In a March 21 speech at the U.S. Holocaust Memorial Museum in Washington, D.C., Secretary of State Antony J. Blinken said a State Department assessment and legal analysis has classified the Myanmar military’s treatment of the Rohingya as genocide and crimes against humanity.
The evaluation included detailed documentation from human rights organizations and the State Department’s “own rigorous fact-finding,” said Blinken, referring to a May 2021 report by the U.S. Commission on International Religious Freedom: “Ending Genocide—U.S. Government Genocide Determinations and Next Steps.”
Among the sources that Blinken said aided the State Department’s assessment is a November 2017 report jointly issued by the Holocaust Museum’s Simon-Skjodt Center for the Prevention of Genocide and the human rights organization Fortify Rights.
The report, “They Tried to Kill Us All,” was based on a survey of more than 1,000 Rohingya refugees who fled Myanmar.
The Rohingya comprise just 1 million of Myanmar’s 55 million people, and most of them live in Rakhine, a coastal state bordering the Bay of Bengal, where well over two-thirds of the population lives in poverty, according to a recent article in Foreign Policy magazine.
The violence against Rohingyas began in 2016, Blinken said, citing the “They Tried to Kill Us All” report.
Atrocities continued and by 2017, more than 9,000 Rohingyas had been killed and more than 740,000 escaped to Bangladesh.

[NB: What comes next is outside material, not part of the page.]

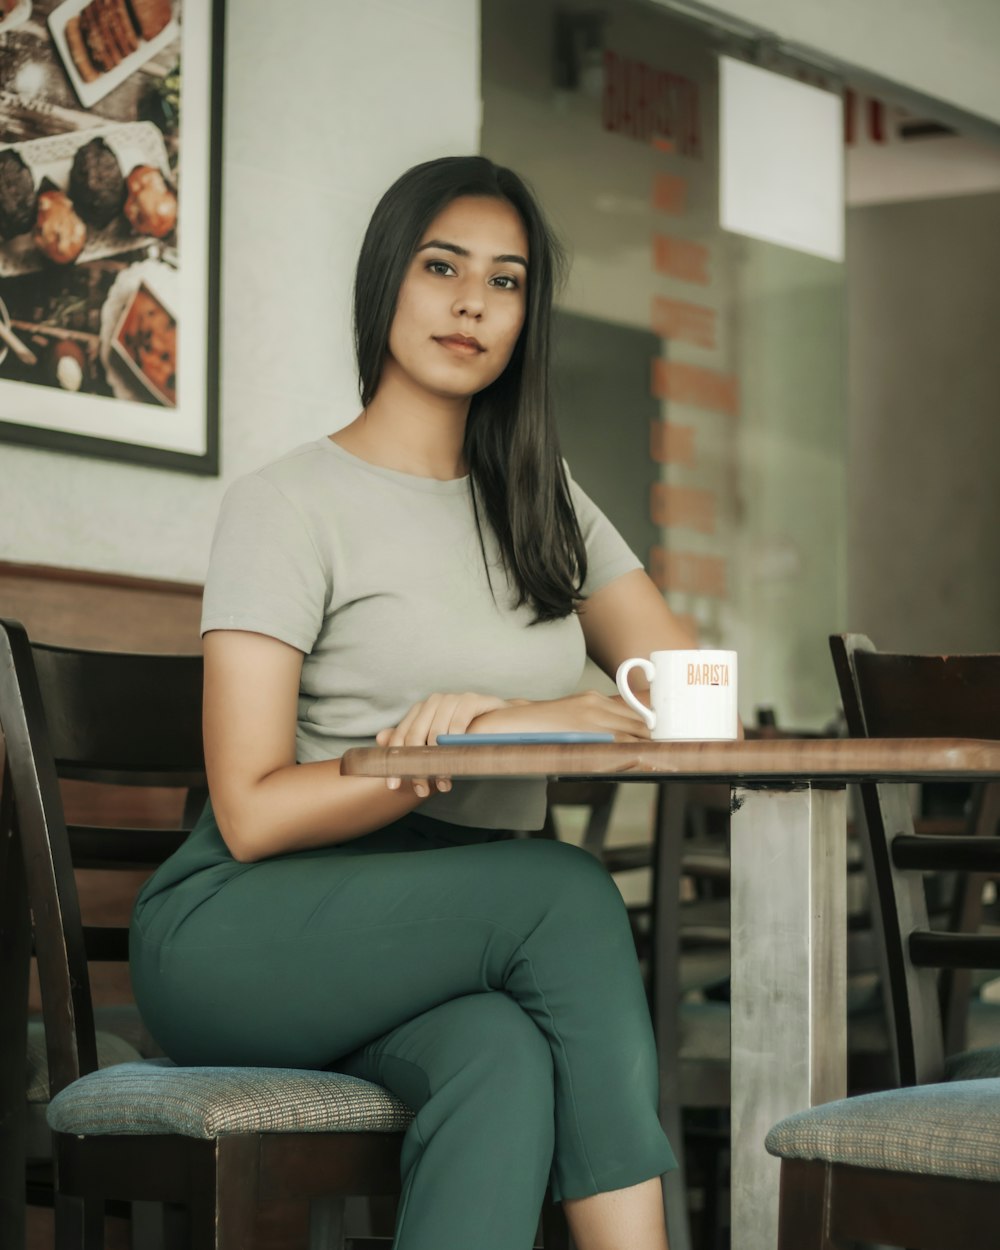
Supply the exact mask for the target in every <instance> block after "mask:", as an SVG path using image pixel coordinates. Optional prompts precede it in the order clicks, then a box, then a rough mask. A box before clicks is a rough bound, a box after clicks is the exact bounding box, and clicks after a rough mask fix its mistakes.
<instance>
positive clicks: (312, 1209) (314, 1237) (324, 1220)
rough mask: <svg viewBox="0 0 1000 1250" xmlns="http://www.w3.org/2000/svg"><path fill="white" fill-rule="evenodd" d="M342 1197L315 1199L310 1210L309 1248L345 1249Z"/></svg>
mask: <svg viewBox="0 0 1000 1250" xmlns="http://www.w3.org/2000/svg"><path fill="white" fill-rule="evenodd" d="M345 1206H346V1203H345V1200H344V1199H342V1198H322V1199H314V1200H312V1203H311V1204H310V1213H309V1250H344V1208H345Z"/></svg>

“Three-quarters of those interviewed said that they personally witnessed members of the military kill someone,” Blinken said. “More than half witnessed acts of sexual violence. One in five witnessed a mass-casualty event—that is, the killing or injuring of more than 100 people in a single incident.”
The evidence “points to a clear intent behind these mass atrocities—the intent to destroy Rohingya, in whole or in part,” said Blinken referring to accounts of soldiers who committed the crimes but later defected. Blinken also quoted Min Aung Hlaing, commander-in-chief of Myanmar’s military in 2017, who referred to the Rohingya as a longstanding problem and that the “government in office is taking great care in solving it.”
“Intent is evident in the racial slurs shouted by members of the Burmese military as they attacked Rohingya, the widespread attack on mosques, the desecration of Korans,” Blinken said. The military’s genocidal objectives are clear from “the preparatory steps that soldiers took in the days leading up to the atrocities.”
In the village of Maung Nu, “soldiers started by confiscating Rohingya’s kitchen knives and machetes,” Blinken said. “Then they imposed a curfew. Then they tied pieces of red cloth outside the homes of Rohingya and at a local mosque. And then, only then, did the killing start.”
Blinken referred to the Holocaust Museum’s exhibition, “Burma’s Path to Genocide,” as an instructive lesson in how the groundwork for such monstrous crimes are “laid far in advance, over years, even decades, through a steady process of dehumanization and demonization.”
The Rohingya, an integral part of their nation for generations, “saw their rights, saw their citizenship methodically stripped away,” Blinken said. And that violence against the Rohingyas is the eighth instance of genocide since the Nazi Holocaust in which his own step-father perished.
American allies, including Canada, France and Turkey, have already accused Myanmar of genocide. In February, the International Court of Justice (ICJ), the principal judicial organ of the United Nations, conducted public hearings in connection with allegations of genocide against Myanmar’s military regime.
The Gambia brought the ICJ case against Myanmar in 2019 on behalf of the 57-member Organization of Islamic Cooperation. The Gambia accused Myanmar’s military regime, which has since ousted the democratically elected government, of violating the U.N. Convention on the Prevention and Punishment of the Crime of Genocide.
The ongoing ICJ case is not a criminal proceeding against individuals as perpetrators of genocide but seeks to make a legal determination of Myanmar’s alleged role in the crime. Further, the focus of the ICJ hearings in February, whose details have yet to be publicly released, was a challenge by Myanmar contending that the world court does not have the jurisdiction to hear allegations of genocide against the country’s military junta. At the same time, the junta appears to be using the case as an opportunity to portray itself as Myanmar’s legitimate government.
In October 2021, Congressman Gregory Meek of New York introduced legislation aimed at holding the Myanmar military accountable for genocide and other atrocities. The bill, Burma Act of 2021, seeks to “authorize humanitarian assistance and civil society support, promote democracy and human rights, and impose targeted sanctions with respect to human rights abuses in Burma...” The legislation has 78 co-sponsors.
“The day will come when those responsible for these appalling acts will have to answer for them,” Blinken said.